The following assembly language program is being run on the 5-stage AVR pipeline that we studied in the lecture notes:
sub r26, r2
ld r5, Y
st X, r7
add r7, r5
The program is run on four different AVR micro-architectures with the following capabilities:
1. Single-cycle execution (no pipeline capability).
2. Pipeline capability with stalling only.
3. Pipeline capability with forwarding only.
4. Pipeline capability with stalling used to enable forwarding.
a) For each of the micro-architectures described above, draw a pipeline timeline diagram for each of the assembly language instructions. If applicable, use arrows to indicate when forwarding occurs between stages on your pipeline diagrams. You do not have to label your arrows.
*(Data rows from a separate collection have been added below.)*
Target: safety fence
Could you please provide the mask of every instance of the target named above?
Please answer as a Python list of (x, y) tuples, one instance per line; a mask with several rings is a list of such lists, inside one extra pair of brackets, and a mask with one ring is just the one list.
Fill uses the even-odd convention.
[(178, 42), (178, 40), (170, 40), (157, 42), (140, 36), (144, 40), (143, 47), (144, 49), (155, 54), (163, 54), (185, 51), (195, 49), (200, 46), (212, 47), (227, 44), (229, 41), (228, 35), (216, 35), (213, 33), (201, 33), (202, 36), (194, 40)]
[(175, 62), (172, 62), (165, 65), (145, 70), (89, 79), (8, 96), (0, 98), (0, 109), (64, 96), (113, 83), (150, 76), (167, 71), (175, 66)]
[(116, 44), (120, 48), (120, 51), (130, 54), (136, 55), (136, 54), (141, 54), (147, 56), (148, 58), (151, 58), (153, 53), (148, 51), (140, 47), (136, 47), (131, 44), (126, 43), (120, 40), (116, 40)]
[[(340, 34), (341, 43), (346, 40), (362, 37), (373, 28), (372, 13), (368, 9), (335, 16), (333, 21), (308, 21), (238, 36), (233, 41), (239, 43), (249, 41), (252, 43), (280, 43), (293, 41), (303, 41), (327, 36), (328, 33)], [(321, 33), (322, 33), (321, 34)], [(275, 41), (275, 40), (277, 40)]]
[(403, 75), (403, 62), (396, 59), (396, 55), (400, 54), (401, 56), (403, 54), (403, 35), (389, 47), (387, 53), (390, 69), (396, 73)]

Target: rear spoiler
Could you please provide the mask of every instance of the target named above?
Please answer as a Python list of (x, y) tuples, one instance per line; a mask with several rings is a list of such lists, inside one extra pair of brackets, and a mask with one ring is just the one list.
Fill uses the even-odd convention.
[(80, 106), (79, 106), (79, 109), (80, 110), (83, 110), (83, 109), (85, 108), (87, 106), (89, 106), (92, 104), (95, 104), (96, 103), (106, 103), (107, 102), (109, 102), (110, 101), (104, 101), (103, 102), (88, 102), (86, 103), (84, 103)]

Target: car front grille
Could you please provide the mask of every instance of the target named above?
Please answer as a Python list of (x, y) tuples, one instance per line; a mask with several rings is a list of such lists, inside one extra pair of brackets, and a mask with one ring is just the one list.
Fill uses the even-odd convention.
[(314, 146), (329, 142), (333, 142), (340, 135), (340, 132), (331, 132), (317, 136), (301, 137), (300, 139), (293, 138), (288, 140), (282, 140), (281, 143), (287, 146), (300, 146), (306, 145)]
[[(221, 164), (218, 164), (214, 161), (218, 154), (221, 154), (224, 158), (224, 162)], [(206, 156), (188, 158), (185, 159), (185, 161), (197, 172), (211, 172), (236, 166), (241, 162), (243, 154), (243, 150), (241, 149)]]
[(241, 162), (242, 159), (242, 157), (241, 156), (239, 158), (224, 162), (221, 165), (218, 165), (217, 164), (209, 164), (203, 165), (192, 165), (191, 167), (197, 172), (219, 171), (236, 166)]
b) Determine the average latency (in clock cycles) and throughput (in instructions/cycle) for each of the micro-architectures described above. For a fair comparison, express your answers in terms of clock cycles for the pipelined architectures. This means that the single-cycle architecture will require 5 clock cycles to complete a full instruction.
Notes:
You can use this simpler format for your pipeline timeline diagrams: Decins/ Fetch Exec MemRW RegWBk
Calculate throughput relative to the completion time of the first instruction. So, for your single-cycle processor, your throughput calculation should be 3/(5 + 5 + 5) = 0.2 instructions/cycle.